Ticket #10664 (closed defect: wontfix)
Support base committer category for security
| Reported by: | jberry@… | Owned by: | jberry@… |
|---|---|---|---|
| Priority: | High | Milestone: | |
| Component: | server/hosting | Version: | |
| Keywords: | Cc: | wsiegrist@… | |
| Port: |
Description
We need to restrict commits such that:
Any commiter can change:
trunk/dports
Only "base" committers can change:
- trunk/(all other)
- downloads/
- tags/
- branches/
I'm not sure what the full set of base committers should be now, as we've certainly lost some, but for a start:
jmpp, mww, jberry, pguyot, yeled, kvv, landonf, jkh, ...?
At some point, we may need to provide access to www or docs for a broader set of users, but it's not clear to me at present that's necessary given our new documenation arrangements.
Change History
comment:1 Changed 7 years ago by jberry@…

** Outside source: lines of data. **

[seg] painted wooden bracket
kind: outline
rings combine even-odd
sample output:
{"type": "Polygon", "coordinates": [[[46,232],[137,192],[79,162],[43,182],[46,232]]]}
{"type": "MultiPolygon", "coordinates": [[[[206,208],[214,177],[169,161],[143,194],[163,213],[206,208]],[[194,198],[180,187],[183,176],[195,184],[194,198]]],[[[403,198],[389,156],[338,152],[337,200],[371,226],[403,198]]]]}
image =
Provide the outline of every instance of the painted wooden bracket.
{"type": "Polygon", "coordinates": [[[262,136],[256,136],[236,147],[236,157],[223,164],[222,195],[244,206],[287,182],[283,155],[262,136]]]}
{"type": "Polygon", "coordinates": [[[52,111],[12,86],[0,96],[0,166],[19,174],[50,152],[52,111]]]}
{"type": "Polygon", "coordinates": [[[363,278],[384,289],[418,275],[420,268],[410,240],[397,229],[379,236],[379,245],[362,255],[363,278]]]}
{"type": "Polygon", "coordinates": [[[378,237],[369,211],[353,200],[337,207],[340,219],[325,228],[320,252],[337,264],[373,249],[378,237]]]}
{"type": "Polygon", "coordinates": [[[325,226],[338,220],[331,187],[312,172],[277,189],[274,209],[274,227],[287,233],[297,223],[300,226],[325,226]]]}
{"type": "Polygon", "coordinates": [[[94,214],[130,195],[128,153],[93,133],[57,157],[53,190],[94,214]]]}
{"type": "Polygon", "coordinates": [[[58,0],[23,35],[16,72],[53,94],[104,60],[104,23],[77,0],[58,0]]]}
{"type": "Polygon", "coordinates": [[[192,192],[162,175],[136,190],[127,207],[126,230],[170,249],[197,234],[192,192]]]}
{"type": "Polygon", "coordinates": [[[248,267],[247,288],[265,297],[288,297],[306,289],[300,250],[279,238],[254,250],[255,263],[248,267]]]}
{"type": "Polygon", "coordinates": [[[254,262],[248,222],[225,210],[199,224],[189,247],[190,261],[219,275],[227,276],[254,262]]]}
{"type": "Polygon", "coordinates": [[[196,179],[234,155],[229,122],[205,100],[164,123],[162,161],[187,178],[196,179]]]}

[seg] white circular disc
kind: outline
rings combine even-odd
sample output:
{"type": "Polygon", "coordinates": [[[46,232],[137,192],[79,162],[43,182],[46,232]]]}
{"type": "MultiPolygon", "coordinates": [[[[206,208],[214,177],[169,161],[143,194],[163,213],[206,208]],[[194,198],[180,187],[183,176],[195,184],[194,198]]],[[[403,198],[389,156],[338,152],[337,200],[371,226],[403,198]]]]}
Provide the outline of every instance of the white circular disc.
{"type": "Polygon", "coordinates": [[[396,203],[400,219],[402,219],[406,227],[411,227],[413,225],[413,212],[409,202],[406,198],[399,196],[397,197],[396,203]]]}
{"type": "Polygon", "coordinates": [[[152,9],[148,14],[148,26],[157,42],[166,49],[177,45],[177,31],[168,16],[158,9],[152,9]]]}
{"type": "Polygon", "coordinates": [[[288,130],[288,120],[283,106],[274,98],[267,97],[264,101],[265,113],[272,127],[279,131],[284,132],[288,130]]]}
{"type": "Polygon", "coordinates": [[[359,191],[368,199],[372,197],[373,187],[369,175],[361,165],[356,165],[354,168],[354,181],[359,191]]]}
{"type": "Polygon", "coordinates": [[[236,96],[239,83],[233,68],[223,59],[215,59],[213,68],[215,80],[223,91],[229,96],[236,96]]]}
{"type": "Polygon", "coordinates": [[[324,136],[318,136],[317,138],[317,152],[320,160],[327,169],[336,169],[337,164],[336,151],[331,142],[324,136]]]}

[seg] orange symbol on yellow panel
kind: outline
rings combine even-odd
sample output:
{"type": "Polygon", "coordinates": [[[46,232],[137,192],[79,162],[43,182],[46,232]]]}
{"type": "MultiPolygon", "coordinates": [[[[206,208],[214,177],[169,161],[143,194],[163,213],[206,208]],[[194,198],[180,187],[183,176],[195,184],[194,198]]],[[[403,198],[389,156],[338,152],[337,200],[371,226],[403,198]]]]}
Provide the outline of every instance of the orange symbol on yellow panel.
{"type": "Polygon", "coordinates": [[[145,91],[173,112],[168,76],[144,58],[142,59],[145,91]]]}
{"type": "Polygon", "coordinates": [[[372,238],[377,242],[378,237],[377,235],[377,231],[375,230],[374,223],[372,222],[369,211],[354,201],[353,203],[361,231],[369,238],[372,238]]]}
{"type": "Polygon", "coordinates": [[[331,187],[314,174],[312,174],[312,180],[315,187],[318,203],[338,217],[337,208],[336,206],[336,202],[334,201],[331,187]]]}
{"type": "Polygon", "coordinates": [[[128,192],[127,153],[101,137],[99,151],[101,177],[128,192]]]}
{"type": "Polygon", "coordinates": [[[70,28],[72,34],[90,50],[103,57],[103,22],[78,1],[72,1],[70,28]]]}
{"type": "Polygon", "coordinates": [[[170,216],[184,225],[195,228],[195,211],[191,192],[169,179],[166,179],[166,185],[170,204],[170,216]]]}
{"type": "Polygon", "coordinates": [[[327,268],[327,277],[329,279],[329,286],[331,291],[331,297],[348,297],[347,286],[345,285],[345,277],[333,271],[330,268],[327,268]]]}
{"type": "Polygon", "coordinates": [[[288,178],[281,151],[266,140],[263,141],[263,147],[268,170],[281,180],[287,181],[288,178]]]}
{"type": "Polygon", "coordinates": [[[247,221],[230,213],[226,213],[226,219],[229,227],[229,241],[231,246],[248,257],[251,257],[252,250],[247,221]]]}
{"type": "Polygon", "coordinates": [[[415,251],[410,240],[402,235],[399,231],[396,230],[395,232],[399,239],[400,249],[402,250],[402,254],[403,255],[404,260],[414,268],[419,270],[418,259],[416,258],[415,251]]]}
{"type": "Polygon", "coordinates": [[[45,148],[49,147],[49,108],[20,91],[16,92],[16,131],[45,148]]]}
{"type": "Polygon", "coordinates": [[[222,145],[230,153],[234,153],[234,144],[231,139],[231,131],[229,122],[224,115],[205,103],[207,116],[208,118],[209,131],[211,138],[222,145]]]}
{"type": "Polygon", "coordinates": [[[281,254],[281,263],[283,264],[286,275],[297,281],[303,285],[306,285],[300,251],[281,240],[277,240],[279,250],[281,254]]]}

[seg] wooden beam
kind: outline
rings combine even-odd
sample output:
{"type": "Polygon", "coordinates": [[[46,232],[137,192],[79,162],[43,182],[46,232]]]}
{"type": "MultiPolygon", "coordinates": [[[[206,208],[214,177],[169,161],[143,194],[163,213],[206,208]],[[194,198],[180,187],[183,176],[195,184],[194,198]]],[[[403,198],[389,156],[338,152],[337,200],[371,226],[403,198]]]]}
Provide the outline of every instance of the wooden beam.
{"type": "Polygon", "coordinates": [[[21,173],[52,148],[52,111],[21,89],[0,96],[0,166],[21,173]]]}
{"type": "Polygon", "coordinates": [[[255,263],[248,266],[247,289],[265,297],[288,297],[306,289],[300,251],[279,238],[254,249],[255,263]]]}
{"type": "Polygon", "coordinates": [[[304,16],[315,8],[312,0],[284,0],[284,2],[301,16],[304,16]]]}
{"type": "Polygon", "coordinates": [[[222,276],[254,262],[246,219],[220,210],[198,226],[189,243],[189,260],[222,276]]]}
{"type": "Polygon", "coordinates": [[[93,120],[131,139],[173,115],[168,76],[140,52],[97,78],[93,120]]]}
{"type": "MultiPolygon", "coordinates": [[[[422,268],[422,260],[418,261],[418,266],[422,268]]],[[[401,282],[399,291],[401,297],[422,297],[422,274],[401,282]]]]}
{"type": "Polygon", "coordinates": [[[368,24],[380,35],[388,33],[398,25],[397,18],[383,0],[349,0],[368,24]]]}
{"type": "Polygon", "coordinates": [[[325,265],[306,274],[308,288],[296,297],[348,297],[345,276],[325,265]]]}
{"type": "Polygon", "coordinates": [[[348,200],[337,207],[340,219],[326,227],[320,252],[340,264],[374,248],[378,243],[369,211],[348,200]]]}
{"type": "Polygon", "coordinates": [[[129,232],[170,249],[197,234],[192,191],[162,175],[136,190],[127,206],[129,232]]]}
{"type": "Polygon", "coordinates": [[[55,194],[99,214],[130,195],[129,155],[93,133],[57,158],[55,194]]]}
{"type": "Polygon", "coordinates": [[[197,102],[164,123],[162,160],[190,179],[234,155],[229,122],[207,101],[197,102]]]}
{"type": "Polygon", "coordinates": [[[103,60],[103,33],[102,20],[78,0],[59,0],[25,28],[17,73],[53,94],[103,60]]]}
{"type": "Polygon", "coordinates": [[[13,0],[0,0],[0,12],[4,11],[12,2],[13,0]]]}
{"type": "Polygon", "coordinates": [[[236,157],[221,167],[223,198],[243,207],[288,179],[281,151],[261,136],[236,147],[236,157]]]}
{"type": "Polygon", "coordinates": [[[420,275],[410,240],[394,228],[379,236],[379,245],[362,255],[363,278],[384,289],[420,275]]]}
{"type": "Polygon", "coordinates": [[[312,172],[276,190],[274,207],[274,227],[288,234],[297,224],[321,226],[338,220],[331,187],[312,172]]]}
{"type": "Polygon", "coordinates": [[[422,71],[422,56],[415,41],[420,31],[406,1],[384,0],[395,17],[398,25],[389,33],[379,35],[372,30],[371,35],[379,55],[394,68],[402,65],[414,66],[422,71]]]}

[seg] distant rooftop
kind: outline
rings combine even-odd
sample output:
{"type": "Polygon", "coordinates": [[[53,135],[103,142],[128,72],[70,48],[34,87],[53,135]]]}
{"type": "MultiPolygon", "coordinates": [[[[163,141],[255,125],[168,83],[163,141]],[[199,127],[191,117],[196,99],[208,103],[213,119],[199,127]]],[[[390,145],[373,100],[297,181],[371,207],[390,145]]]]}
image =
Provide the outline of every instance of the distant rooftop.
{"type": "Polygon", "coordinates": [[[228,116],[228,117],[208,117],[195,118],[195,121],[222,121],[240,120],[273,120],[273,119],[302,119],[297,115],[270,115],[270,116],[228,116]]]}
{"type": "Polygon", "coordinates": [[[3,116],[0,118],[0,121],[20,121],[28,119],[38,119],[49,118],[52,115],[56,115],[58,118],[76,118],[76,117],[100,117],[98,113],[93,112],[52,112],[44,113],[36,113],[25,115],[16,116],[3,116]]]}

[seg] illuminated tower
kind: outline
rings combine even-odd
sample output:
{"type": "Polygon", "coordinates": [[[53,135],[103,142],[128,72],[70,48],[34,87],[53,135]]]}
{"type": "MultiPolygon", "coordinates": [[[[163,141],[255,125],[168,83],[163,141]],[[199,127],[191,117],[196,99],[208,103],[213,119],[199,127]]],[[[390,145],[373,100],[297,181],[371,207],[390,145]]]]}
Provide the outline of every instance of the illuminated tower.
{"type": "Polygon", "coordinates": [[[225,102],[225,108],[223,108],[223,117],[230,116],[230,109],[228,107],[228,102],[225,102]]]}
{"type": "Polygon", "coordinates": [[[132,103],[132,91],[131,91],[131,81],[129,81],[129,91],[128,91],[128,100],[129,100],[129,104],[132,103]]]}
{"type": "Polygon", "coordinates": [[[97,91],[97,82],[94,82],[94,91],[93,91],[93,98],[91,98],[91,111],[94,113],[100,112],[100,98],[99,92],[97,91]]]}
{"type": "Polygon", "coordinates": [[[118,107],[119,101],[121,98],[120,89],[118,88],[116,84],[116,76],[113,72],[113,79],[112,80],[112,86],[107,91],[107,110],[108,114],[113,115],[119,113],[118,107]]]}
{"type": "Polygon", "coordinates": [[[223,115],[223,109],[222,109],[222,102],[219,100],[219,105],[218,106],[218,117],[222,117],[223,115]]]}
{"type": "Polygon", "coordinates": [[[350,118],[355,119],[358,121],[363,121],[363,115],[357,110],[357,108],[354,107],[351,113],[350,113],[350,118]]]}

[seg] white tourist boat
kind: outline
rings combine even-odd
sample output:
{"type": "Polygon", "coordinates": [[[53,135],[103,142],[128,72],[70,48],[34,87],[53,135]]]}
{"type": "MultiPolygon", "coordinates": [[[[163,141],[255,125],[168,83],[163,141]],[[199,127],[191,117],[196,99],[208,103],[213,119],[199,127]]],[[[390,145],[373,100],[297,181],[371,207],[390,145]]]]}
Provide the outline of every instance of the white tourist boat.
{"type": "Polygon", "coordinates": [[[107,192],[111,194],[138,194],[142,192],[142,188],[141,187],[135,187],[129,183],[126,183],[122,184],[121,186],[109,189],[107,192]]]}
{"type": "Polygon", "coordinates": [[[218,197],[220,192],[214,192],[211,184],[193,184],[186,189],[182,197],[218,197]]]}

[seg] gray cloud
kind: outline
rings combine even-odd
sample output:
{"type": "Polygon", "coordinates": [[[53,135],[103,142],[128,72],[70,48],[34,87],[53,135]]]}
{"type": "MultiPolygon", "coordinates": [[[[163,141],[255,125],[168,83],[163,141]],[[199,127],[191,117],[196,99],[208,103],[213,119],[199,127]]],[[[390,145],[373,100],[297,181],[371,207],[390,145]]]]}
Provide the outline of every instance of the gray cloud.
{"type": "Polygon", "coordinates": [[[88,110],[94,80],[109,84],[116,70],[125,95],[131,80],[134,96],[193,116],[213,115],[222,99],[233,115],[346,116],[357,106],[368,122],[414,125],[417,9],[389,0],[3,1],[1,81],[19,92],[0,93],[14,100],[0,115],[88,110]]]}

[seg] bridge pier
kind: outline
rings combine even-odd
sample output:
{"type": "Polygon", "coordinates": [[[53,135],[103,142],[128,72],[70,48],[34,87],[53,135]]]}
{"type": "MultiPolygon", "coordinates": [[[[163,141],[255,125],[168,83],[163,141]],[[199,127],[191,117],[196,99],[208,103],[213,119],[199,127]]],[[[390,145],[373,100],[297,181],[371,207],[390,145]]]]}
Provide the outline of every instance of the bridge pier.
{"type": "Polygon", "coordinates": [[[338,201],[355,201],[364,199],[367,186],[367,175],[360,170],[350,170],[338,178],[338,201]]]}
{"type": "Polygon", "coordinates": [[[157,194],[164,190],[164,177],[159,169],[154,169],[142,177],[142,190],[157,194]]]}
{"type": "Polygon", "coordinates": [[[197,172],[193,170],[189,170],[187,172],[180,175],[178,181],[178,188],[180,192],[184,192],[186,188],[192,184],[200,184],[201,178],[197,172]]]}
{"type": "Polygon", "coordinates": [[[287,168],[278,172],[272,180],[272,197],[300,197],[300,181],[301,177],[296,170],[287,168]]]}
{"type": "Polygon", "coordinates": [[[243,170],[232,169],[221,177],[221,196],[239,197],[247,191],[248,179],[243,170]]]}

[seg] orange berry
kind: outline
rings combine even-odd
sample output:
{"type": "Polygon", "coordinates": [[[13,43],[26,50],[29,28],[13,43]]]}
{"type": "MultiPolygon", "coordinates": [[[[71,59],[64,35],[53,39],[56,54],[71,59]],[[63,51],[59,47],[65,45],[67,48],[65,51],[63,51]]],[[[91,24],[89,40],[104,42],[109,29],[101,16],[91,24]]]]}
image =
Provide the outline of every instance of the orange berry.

- Type changed from defect to task
- Summary changed from Support base committer category to Support base committer category for security
comment:3 Changed 6 years ago by nox@…
- Priority changed from Important to High
- Type changed from task to defect
comment:4 Changed 6 years ago by wsiegrist@…
- Status changed from assigned to new
- Owner changed from kvv@… to wsiegrist@…
Stealing kvv's tickets... I'll do some research on the options for this.
comment:5 Changed 6 years ago by wsiegrist@…
- Owner changed from wsiegrist@… to jberry@…
Email me a map of directories to lists of users and I'll implement this. I dont need the list of committers, you can just call them "committers". For admin, base, whatever-else, I'll need a list (of email addresses registered as MacOSForge).
comment:7 Changed 4 years ago by raimue@…
- Status changed from new to closed
- Resolution set to wontfix
- Milestone set to Website & Documentation
I think this limitation would restrict committers from doing base development. As we have version control, I don't fear any malicious commits we would miss. Developers should be responsible enough to submit patches as a ticket first if they are unsure if it should be committed.